HUMOUR
Lionel Dricot
Le piratage
Un
pastiche inspiré par l'œuvre de Sempé
et Goscinny
L'autre
jour à l'école, on a fait un spectacle pour
les parents, un vrai - avec une scène et des projecteurs.
On était tous habillés avec des lunettes de
soleil, des vestes en cuir, et on criait : "Allumez
le feu !" très fort, c'était terrible.
Maixent avait une guitare électrique en plastique,
et Eudes tapait sur une batterie. Et vous ne devinerez jamais,
qui la maîtresse avait choisi pour faire le chanteur
! C'est moi ! J'avais un micro en plastique et je levais
mes lunettes pour regarder le public. C'était très
chouette, on s'amusait bien. Nos parents ont été
drôlement impressionnés, même que Maman
a dit qu'elle n'imaginait pas que nous puissions faire autant
de bruit.
Papa il m'a caressé les cheveux avec un grand sourire
en faisant « Hé ! Hé ! », et il
m'a dit qu'il avait été chanteur dans un groupe
et qu'ils auraient certainement sorti un tas d'albums s'il
ne s'était pas marié, ce qui m'a étonné,
parce que je savais qu'il avait failli être international
de football mais chanteur, ça c'était nouveau
; il est terrible, mon papa.
Et puis, le lendemain, le directeur est entré dans
la classe.
— Debout ! - a dit la maîtresse.
— Assis ! - a dit le directeur.
Puis il a dit quelque chose à l'oreille de la maîtresse,
qui a fait les mêmes yeux que Clotaire quand il est
envoyé au tableau.
— Mes chers enfants, - a dit le directeur. - Nous
avons reçu une lettre signalant que nous avons utilisé
lors de notre fête une composition musicale sans l'accord
des ayant droits. À titre exceptionnel, aucune mesure
ne sera engagée contre l'école, mais vous
aurez demain la visite d'un expert qui vous fera une séance
d'information sur le piratage.
Nous, on n'a pas vraiment compris ce qu'il voulait dire,
mais on n'a pas osé demander, car on a bien vu à
la tête de la maîtresse que ce n'était
pas le moment de faire le mariole, et puis la cloche a sonné
la fin de la classe.
Le lendemain, on est tous arrivés tout excités
à l'idée d'avoir une formation au piratage.

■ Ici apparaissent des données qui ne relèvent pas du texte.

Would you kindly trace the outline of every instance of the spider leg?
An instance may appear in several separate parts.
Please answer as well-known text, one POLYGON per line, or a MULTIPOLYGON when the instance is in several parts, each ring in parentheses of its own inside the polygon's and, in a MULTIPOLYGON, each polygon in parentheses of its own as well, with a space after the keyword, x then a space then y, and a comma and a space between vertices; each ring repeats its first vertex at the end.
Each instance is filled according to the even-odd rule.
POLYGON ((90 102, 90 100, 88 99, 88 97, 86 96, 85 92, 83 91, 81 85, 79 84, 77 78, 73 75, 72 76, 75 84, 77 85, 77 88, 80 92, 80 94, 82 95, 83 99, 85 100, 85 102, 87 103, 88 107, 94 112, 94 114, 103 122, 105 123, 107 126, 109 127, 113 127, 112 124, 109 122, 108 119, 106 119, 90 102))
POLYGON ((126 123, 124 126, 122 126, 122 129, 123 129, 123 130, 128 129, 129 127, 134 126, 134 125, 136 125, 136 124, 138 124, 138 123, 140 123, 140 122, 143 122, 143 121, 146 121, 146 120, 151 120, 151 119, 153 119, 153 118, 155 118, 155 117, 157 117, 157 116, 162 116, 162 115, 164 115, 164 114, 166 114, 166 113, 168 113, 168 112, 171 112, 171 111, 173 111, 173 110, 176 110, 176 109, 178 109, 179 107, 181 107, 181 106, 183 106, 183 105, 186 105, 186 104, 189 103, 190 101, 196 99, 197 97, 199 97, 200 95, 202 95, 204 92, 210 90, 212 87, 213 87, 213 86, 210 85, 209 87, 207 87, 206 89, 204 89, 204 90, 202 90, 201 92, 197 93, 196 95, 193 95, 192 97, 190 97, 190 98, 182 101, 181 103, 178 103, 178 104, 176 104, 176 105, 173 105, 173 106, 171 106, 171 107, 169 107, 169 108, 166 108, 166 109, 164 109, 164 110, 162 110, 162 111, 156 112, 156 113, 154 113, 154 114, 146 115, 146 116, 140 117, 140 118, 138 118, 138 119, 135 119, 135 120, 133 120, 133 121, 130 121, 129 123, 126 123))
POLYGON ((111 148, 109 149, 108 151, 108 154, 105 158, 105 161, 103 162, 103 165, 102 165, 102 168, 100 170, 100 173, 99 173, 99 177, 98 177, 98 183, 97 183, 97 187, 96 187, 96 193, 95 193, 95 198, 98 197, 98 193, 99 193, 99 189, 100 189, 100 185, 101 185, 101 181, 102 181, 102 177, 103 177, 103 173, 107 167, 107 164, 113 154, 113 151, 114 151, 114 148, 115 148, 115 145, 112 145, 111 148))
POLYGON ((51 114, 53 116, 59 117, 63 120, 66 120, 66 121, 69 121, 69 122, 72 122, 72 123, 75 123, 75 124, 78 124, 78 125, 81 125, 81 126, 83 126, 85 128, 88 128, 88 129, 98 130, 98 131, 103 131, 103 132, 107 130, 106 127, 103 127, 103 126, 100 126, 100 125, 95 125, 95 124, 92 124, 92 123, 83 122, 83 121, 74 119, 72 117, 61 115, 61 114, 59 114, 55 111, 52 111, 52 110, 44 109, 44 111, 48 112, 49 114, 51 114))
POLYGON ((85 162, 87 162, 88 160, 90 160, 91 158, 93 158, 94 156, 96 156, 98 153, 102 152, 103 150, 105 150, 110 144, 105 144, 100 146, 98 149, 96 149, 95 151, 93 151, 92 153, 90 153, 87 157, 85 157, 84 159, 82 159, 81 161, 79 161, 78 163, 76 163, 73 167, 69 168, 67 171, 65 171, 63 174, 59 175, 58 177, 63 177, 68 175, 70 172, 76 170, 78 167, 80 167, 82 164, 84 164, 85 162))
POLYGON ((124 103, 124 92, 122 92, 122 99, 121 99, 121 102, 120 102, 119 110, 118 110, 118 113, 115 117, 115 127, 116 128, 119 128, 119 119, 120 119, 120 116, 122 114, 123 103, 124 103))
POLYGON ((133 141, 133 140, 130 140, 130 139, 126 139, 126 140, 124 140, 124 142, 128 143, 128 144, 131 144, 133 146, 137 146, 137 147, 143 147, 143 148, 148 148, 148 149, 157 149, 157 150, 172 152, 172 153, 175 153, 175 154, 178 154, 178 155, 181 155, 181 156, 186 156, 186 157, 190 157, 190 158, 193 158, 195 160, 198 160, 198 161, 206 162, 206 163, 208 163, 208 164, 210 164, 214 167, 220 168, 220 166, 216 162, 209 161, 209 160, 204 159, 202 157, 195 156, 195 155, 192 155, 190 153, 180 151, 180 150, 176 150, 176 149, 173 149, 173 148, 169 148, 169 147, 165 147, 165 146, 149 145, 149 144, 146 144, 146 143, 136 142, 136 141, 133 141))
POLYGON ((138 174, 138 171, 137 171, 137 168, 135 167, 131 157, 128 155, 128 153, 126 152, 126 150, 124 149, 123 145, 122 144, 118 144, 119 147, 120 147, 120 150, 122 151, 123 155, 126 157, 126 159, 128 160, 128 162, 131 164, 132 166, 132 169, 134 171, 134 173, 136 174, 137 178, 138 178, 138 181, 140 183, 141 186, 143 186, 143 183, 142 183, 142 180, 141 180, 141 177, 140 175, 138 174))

Moi, j'aime bien les pirates. Jeudi dernier, j'ai vu un
film de pirates terrible, où le gentil pirate doit
travailler sur le bateau du mauvais pirate avec des tas
de pirates, qui font « Et une bouteille de rhum !
» et « À l'abordage moussaillon ! »,
puis il s'enfuit en libérant sa fiancée et
le perroquet qui était sur l'épaule du méchant.
Ils trouvent le trésor, et le méchant les
retrouve dans la caverne juste quand ils vont sortir, et
ils se battent pendant que la grotte s'écroule. Terrible.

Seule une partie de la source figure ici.